Se oye
el zumbido del extractor de naranjas. Del horno sale el aroma cálido de las
arepas. Son unas arepas relucientes como soles, tostadas. Son crujientes,
perfectas. Se abren por la mitad, y la mantequilla resbala y se funde, preparándose
para el baño de queso rallado. Cierro los ojos, y escucho la voz de mi abuela
Emma. Me pregunta si quiero más, si estoy bien. ¿Cómo no voy a estarlo, abuela,
con semejante desayuno?
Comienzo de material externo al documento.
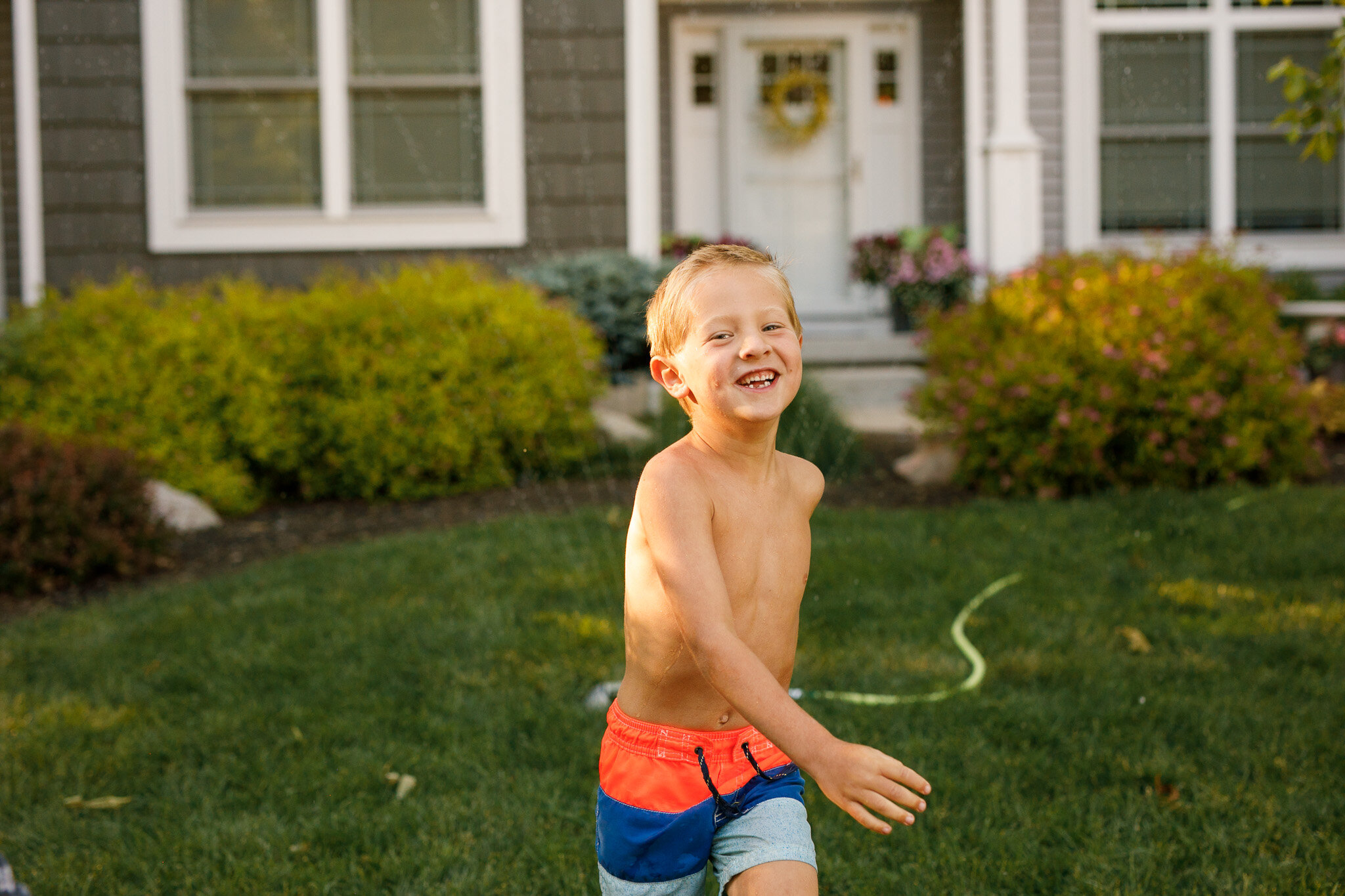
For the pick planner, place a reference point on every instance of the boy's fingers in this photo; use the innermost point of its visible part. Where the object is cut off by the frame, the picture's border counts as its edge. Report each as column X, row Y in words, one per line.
column 900, row 796
column 858, row 813
column 884, row 806
column 899, row 773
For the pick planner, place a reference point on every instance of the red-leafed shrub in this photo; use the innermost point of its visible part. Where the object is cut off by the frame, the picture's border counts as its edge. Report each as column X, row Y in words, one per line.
column 1094, row 371
column 70, row 513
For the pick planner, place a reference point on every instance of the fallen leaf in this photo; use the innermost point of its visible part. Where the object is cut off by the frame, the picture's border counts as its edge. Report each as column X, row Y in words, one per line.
column 97, row 802
column 404, row 784
column 1136, row 639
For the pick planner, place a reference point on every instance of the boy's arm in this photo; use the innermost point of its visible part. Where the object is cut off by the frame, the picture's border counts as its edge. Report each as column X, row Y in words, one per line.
column 676, row 512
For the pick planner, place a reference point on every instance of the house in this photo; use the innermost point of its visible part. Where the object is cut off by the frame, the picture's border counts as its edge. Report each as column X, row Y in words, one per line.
column 188, row 137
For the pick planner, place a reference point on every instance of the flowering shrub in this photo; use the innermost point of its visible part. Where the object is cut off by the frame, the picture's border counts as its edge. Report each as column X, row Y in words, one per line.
column 1094, row 371
column 1328, row 406
column 923, row 270
column 1327, row 351
column 70, row 513
column 417, row 383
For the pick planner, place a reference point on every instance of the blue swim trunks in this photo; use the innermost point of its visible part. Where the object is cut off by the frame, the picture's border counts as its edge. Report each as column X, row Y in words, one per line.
column 671, row 800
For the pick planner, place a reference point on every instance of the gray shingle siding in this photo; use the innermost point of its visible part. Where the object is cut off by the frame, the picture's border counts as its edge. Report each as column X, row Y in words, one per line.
column 9, row 174
column 940, row 85
column 93, row 146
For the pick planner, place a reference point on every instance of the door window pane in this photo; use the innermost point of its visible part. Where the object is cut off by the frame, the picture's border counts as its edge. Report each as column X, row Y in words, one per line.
column 1155, row 132
column 267, row 38
column 1275, row 190
column 255, row 150
column 413, row 37
column 418, row 147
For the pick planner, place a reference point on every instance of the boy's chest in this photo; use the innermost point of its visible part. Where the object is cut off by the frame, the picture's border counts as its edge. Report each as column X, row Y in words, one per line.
column 763, row 548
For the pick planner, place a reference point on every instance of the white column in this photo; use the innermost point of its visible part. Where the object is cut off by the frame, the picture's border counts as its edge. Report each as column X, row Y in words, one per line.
column 974, row 124
column 33, row 255
column 643, row 224
column 334, row 104
column 1013, row 152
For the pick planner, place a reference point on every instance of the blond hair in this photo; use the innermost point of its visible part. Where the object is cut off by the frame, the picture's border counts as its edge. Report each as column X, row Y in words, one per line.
column 669, row 316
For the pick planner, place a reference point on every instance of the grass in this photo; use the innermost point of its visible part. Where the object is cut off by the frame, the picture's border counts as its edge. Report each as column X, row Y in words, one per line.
column 252, row 717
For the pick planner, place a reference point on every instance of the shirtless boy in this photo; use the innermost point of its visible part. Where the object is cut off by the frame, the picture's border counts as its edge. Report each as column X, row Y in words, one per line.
column 704, row 746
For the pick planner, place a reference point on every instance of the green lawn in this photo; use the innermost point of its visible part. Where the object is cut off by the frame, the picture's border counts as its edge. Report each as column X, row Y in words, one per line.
column 252, row 716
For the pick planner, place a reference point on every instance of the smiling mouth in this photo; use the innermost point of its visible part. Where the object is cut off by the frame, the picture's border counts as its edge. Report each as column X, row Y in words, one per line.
column 758, row 381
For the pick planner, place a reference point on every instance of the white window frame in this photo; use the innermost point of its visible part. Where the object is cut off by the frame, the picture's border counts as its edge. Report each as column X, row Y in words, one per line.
column 337, row 226
column 1220, row 23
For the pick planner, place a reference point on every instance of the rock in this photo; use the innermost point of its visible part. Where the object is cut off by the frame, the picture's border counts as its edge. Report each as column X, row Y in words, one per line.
column 179, row 511
column 930, row 464
column 622, row 427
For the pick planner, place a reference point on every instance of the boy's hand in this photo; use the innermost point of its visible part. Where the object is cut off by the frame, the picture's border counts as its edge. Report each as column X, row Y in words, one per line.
column 858, row 778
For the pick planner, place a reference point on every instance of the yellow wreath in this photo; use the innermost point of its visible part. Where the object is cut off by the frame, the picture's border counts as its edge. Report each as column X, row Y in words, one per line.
column 799, row 133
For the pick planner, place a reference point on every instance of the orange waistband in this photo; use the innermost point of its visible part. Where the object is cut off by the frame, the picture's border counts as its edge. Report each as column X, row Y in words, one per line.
column 670, row 742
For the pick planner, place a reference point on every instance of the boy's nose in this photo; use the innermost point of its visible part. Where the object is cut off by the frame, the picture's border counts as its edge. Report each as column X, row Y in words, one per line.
column 753, row 345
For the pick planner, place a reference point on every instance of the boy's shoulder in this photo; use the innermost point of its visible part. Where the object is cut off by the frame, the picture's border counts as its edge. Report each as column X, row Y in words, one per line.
column 805, row 477
column 676, row 471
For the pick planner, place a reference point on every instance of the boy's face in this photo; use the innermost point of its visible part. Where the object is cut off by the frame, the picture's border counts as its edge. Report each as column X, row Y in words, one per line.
column 741, row 358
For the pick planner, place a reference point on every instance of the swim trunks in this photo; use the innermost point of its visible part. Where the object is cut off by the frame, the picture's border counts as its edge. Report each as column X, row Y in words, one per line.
column 670, row 800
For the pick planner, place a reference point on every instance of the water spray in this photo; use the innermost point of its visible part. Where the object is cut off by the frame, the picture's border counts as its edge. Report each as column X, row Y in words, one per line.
column 600, row 698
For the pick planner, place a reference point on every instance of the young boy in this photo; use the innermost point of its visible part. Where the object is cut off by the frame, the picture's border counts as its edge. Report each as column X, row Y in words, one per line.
column 704, row 744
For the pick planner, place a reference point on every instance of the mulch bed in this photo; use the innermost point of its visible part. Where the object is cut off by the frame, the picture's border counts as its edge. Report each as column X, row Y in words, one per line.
column 290, row 528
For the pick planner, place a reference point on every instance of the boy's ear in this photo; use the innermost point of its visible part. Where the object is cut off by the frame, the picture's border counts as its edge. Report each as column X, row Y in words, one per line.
column 669, row 378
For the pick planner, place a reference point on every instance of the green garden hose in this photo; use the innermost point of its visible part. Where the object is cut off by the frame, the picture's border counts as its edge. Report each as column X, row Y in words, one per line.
column 602, row 695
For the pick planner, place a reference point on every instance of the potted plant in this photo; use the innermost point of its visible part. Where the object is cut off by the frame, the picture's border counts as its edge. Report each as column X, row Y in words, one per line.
column 921, row 268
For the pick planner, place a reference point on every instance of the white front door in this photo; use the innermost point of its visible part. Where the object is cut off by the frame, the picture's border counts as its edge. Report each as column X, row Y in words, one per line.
column 803, row 190
column 790, row 194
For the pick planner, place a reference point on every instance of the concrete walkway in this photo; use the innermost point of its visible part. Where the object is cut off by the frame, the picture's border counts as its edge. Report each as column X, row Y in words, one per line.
column 871, row 379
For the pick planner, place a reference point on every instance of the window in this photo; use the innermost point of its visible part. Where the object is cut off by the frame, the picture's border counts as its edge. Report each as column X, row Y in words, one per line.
column 885, row 77
column 1275, row 190
column 332, row 124
column 703, row 79
column 1169, row 127
column 1155, row 132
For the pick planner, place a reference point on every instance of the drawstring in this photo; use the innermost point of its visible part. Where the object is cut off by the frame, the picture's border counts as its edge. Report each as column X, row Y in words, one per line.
column 752, row 759
column 721, row 805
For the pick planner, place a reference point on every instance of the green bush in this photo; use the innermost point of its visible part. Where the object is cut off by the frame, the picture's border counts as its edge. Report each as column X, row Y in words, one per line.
column 70, row 513
column 810, row 429
column 410, row 385
column 609, row 291
column 1093, row 371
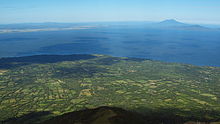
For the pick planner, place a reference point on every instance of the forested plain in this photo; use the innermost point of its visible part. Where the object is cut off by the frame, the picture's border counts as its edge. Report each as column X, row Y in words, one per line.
column 62, row 84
Los pájaros cantan su sinfonía caraqueña y las hojas de
las matas de mango se mecen en las mañanas más alegres y brillantes de mi
infancia. En esas mañanas siempre estarás tú, abuela querida, en ese tiempo que
ya se ha ido y que ha pasado, pero que continúa su secuencia sin fin en las
paredes doradas de mi memoria. Ahí te veré siempre, caminando con tus pantuflas
de tela, regando tus matas, dándonos tu vida, tu luz, haciéndonos felices para
siempre. Con Tito, con la Gorda, con Copito.
Con tus
gestos, con tu amor. Con tus inolvidables arepas.
*
En la
imagen, de agosto de 2012, algunas de las inolvidables y maravillosas arepas de mi abuela Emma.